Biomedical Engineering Reference
Fig. 13.5 Immunohistochemical staining for ED1+ macrophages on axial section of the tibial
tunnel from animals subjected to ( a ) immediate loading and ( b ) delayed loading. The delayed-
loading specimen demonstrates significantly reduced quantity of catabolic ED1+ macrophages. A
similar finding of decreased number of osteoclasts, identified by tartrate-resistant acid phosphatase
(TRAP) staining, is noted in the delayed loading specimen ( d ) vs. the immediate loading specimen
( c ) (adapted, with permission, from ref. [ 80 ])

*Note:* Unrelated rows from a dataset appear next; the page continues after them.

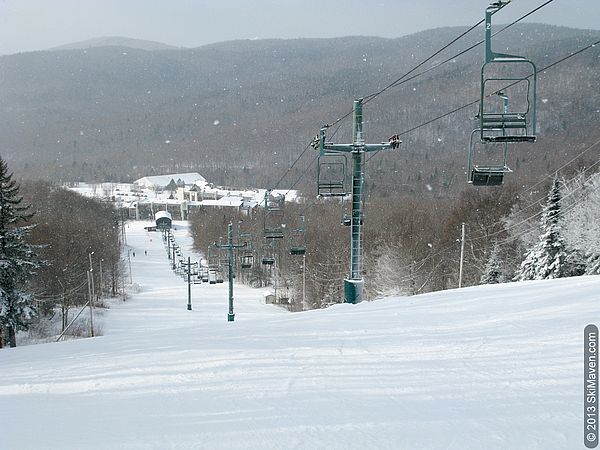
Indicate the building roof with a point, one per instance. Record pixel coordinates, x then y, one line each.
164 180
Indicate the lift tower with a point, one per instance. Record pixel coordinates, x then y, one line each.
353 285
230 246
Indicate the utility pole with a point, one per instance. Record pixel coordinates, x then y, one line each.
189 284
93 294
353 285
91 307
129 259
230 246
304 282
462 253
100 290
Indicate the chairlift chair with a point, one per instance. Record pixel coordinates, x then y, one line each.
331 175
497 121
489 174
267 260
246 259
273 217
297 237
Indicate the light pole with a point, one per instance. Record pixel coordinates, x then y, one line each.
129 259
92 294
101 288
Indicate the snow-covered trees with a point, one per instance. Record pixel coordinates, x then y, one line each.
549 257
18 261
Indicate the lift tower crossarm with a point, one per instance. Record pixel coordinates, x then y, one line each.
353 285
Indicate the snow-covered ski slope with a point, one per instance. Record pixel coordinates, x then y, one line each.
492 367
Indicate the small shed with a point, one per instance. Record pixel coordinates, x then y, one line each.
163 220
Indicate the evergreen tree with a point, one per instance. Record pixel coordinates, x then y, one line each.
18 261
492 273
549 257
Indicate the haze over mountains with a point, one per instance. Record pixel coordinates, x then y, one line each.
116 41
240 112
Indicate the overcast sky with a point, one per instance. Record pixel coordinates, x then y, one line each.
27 25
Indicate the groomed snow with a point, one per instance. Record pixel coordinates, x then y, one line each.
492 367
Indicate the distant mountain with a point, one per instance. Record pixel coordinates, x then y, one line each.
241 112
116 41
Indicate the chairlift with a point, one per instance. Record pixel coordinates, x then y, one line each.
488 174
331 175
267 260
499 121
297 237
273 225
246 259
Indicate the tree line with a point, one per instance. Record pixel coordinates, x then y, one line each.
48 235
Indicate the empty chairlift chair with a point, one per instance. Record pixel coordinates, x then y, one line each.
504 75
273 216
297 240
492 172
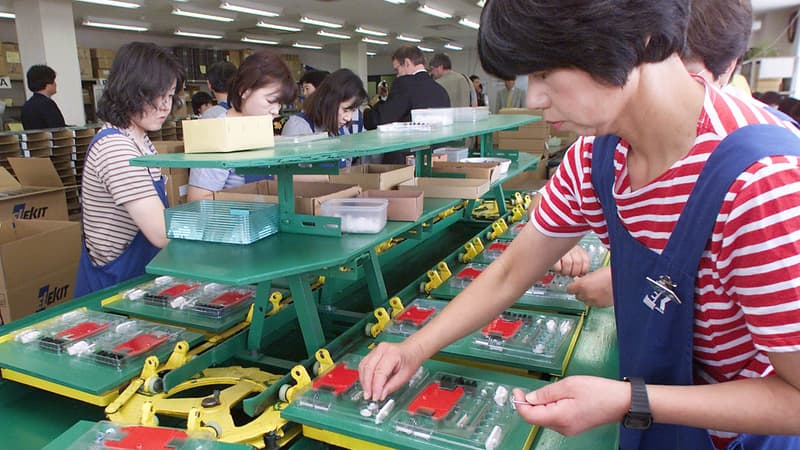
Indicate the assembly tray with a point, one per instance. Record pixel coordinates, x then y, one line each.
444 406
531 340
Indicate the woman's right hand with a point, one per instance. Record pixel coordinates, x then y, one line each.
388 367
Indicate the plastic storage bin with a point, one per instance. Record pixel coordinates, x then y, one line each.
222 221
359 215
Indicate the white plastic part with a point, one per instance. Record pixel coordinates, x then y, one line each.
28 336
501 395
493 441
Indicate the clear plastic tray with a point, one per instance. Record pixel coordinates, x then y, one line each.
222 221
359 215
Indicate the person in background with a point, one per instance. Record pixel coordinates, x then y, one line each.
261 85
509 97
201 102
219 76
40 111
699 211
332 108
123 205
457 85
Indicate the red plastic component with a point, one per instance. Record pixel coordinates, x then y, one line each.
82 330
470 273
177 289
338 380
435 401
502 327
149 438
140 344
231 298
415 315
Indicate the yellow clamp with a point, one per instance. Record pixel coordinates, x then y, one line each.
397 306
374 329
324 359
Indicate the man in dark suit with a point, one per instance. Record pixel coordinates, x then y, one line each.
413 89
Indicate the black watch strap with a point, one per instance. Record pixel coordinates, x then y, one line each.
639 416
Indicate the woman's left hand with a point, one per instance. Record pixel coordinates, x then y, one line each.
575 404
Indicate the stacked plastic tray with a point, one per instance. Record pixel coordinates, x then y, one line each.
222 221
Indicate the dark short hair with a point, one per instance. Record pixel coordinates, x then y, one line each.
314 77
219 76
40 76
141 72
410 52
258 70
199 99
606 38
718 33
441 59
322 107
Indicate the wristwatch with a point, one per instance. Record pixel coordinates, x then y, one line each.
638 417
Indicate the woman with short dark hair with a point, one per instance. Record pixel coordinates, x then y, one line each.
123 205
261 85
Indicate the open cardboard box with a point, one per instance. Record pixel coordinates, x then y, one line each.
405 206
309 196
38 265
374 176
36 193
467 188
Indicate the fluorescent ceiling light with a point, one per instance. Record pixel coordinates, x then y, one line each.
251 8
114 24
197 34
258 40
307 45
469 23
407 38
118 3
278 26
379 33
329 23
374 41
198 14
333 35
434 12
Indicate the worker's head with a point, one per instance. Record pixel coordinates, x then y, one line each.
42 79
261 85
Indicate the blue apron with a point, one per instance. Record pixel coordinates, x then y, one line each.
130 263
655 332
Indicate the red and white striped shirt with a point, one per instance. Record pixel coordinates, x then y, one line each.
747 292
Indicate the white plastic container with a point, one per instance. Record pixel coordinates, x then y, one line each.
359 215
443 116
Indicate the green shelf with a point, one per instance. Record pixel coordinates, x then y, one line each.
359 144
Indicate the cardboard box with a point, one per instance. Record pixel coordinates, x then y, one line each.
227 134
36 193
177 178
404 206
382 177
468 188
38 264
308 195
484 171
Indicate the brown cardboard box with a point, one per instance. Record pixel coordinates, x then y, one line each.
404 206
38 264
308 195
382 177
36 193
177 178
485 171
227 134
468 188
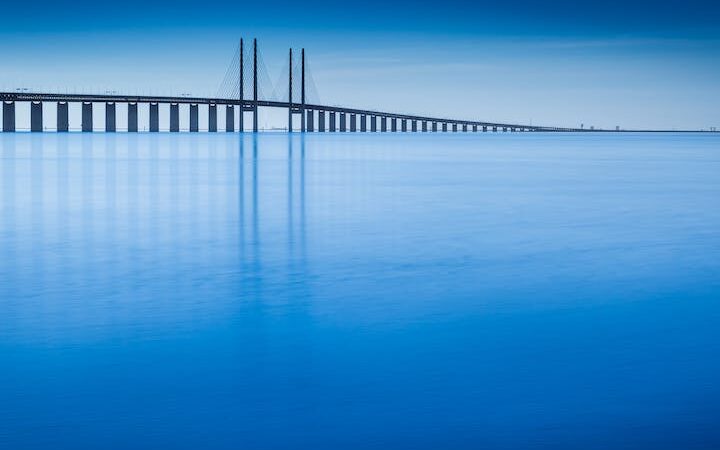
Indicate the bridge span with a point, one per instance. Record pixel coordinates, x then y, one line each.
313 117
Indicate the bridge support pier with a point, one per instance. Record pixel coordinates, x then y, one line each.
229 118
87 117
63 124
154 125
174 117
36 117
8 117
193 117
212 118
321 121
132 118
110 117
310 121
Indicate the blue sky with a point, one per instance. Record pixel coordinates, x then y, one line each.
631 63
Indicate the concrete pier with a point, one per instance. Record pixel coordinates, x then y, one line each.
110 124
63 123
212 118
321 121
36 116
193 117
310 121
154 125
229 118
8 116
132 118
87 117
174 117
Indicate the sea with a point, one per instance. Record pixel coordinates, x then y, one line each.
359 290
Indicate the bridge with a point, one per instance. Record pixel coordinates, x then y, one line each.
313 117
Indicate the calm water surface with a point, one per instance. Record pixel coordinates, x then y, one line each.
359 291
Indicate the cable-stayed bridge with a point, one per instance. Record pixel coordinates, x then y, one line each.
243 90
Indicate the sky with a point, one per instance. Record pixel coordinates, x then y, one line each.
632 63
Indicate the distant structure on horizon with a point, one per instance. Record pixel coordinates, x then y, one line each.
233 96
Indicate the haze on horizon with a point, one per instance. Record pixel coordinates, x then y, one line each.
636 64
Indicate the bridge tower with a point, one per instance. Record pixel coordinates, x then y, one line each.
302 92
290 93
255 102
242 86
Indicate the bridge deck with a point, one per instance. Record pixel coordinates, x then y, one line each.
250 104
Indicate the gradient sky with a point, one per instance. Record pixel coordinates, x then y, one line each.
632 63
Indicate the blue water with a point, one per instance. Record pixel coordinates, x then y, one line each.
523 291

Animal models of ACL reconstruction have also shown variable effects of early
loading on graft healing. In a rabbit model, Sakai et al. showed that histologic graft
incorporation and graft load-to-failure were improved in animals that were
immobilized vs. a group that was allowed normal cage activity postoperatively [ 79 ].
Rodeo et al. showed an inverse relationship between graft motion in different locations
of the bone tunnel and histologicmarkers of healing [ 32 ]. Using a rat model, Bedi et al.
evaluated the effects of cyclical axial loading producing approximately 2% strain
performed at various time points [ 80 ]. Animals were assigned to immobilization or
loading immediately, on postoperative day 4, or on postoperative day 10. The delayed
loading groups demonstrated improved mechanical and biologic healing parameters
including increased load-to-failure, increased new bone formation inside the bone
tunnel, higher levels of anabolic ED2+ macrophages and reduced tendon-bone inter-
face fibrous tissue, catabolic ED1+ macrophages, and osteoclasts (Fig. 13.5 ). The
authors hypothesized that the application of physiologic loads may bemost effective if
initiated after resolution of the acute inflammatory reaction to surgical trauma.